Something from nothing...

I was talking with a friend today and we got onto the topic of uncaused causes, for a reason I can’t remember.

Anyway, I stated that there were things out there that did not have causes, because I had remembered reading this which is about the cosmological argument.

Here is the relevant paragraph:

What exactly does this mean? Can anyone summarize how this is possible, using small words (:wink: )?

Do we just not know why it seems to be spontaneous, or do we know that it definitely is spontaneous?

I was going to tell you to google on “vacuum energy” but when I did that the first links to come up were an amazing set of garbage.

Here’s the Wikipedia page on vacuum energy.

The first thing you see is that “empty” space is not, in our understanding of the quantum world, really empty. Nothing is or can be.

The quantum world is totally probabilistic, and our best understanding of is says that that implies that the underlying reality is as purely random as anything possibly can be. Therefore the appearance of particle pairs (or the universe) is a truly random fluctuation. So that implies no cause, just one spontaneous randomness that happens to have larger consequences.

However, current physics can’t say anything meaningful about the instant of beginning of the universe. It is assumed to be spontaneous, but cannot currently be proven to be so.

Note that your link states specifically that its argument is a scenario, possible but unproven. I don’t think his argument is a good one on philosophical grounds - it’s basically as much hand-waving as physics. I think I agree with the conclusion regardless.

Your problem in understanding the piece is that you walked in on the middle of an argument. Everybody is making assumptions about what is known and understood. Even when nothing is. :slight_smile:

Yes, I know and I took the site to be a “possibility” and I also agree with you about me walking in on the middle of the argument ;).

This might be redundant or what not, but how can something be truly random? Could it just be that we don’t understand why these thing appear random? (My apologies if you have to go through this twice).

All I can do is repeat what I said about our current “best understanding.” Maybe when we finally get the Theory of Everything, it will give underlying reasons for what currently seems random. Or maybe it will show that true randomness exists. We just don’t know yet.

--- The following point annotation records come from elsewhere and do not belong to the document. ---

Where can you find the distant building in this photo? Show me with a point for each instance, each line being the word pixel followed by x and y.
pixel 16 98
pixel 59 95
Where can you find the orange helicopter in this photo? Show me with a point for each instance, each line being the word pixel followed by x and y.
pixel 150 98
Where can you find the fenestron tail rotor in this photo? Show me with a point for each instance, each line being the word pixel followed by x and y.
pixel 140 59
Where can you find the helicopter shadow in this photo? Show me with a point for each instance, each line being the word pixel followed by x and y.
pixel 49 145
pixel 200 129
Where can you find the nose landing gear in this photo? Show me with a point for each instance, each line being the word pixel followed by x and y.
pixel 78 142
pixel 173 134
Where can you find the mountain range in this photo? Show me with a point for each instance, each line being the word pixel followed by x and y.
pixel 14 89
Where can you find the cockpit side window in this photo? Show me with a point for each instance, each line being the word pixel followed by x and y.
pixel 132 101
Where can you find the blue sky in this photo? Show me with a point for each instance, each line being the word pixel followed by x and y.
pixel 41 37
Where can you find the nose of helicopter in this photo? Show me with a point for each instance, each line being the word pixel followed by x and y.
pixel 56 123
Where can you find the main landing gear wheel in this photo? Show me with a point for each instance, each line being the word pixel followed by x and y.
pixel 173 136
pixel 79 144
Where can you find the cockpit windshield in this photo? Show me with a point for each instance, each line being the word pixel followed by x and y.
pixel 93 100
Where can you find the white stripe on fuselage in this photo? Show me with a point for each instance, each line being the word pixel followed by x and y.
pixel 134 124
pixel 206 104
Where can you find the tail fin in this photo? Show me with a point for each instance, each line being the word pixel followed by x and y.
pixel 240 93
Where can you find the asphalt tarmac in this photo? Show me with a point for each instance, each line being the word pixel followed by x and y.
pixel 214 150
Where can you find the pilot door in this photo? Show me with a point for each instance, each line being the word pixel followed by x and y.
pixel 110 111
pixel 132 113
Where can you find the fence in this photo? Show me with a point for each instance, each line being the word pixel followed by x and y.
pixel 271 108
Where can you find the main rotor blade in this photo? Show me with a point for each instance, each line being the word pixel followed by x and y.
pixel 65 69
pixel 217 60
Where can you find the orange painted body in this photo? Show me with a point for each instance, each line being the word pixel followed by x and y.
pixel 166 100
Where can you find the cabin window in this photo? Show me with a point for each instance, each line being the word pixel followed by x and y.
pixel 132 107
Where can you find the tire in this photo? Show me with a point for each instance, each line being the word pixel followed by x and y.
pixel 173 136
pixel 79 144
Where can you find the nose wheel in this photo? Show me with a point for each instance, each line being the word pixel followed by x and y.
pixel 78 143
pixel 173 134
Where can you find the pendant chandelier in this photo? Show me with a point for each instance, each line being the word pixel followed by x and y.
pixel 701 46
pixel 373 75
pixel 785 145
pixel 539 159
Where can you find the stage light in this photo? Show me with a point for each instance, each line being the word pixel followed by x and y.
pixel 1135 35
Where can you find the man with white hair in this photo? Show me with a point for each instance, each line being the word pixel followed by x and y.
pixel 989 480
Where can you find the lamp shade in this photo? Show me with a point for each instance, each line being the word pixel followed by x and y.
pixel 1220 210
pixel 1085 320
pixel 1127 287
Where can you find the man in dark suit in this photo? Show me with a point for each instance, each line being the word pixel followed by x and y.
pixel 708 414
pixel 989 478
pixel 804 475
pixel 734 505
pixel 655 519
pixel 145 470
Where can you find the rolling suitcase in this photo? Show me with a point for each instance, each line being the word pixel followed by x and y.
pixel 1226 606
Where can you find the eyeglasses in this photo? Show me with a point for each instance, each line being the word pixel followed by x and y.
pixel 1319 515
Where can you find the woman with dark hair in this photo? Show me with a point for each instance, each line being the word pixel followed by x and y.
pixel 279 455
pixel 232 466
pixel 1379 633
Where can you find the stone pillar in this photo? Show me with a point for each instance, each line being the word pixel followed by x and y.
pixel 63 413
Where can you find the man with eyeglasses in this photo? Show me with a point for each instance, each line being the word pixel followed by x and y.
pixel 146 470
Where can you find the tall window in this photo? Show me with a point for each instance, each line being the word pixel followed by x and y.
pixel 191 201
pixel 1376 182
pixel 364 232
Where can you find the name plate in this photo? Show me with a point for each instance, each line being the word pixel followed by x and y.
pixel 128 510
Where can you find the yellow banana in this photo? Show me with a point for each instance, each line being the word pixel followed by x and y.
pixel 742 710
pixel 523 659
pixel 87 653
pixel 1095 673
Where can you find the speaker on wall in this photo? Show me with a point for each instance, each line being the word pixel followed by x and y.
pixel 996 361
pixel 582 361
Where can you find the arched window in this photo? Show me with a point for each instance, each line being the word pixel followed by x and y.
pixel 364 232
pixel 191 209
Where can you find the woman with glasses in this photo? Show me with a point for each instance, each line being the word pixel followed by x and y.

According to information theory, something is “random” if there is no way to predict it. Some people believe that quantum physics is governed by tiny deterministic mechanisms – a sort of “burning fuse” that tells a Plutonium atom when to decay, for instance, rather than our current understanding that it decays at a random time. So far, such “hidden variables” have not been demonstrated…

(Einstein hated the “playing with dice” explanation, and sought after hidden variables, but never had any luck finding 'em…)

An electron-positron pair can appear out of nowhere…and disappear into nowhere…and no one is the wiser. It happens “behind our backs,” so to speak. However, in some cases, such as near a black hole’s event horizon, or even near the nucleus of a very heavy atom, one of the particles in the pair can be caught and trapped, leaving the other to wander off where we can detect it. It seems as if that particle has “appeared” out of nowhere. The phenomenon is sometimes called the “breakdown of empty space.” Near black holes, it’s called “Hawking Radiation.”

Space-time is really weird at the Heisenberg scale…


It’s unlikely that randomness will be removed by future theories. The reason the whole concept of randomness exists is the philosophical argument embodied in the Heindenberg uncertainty principle. We can never know things for certain because measuring them disturbs them and measuring them again puts us back at square one. Since we can never know anything for certain, then the best we can do is assign probabilities and view events as random. Sure, there might be something else going on there, but for us the observer (and unfortunately we can never be more than observers), things will have to always appear random.

We have no way of curing this randomness since we have no foothold of certainty. If hidden variables exist (something i have heard to be disproven), and a theory is created that will be able to predict the motion of an electron or when an atom will decay, things again come down to the fact that we can never make measurements accurate enough to plug into such a theory.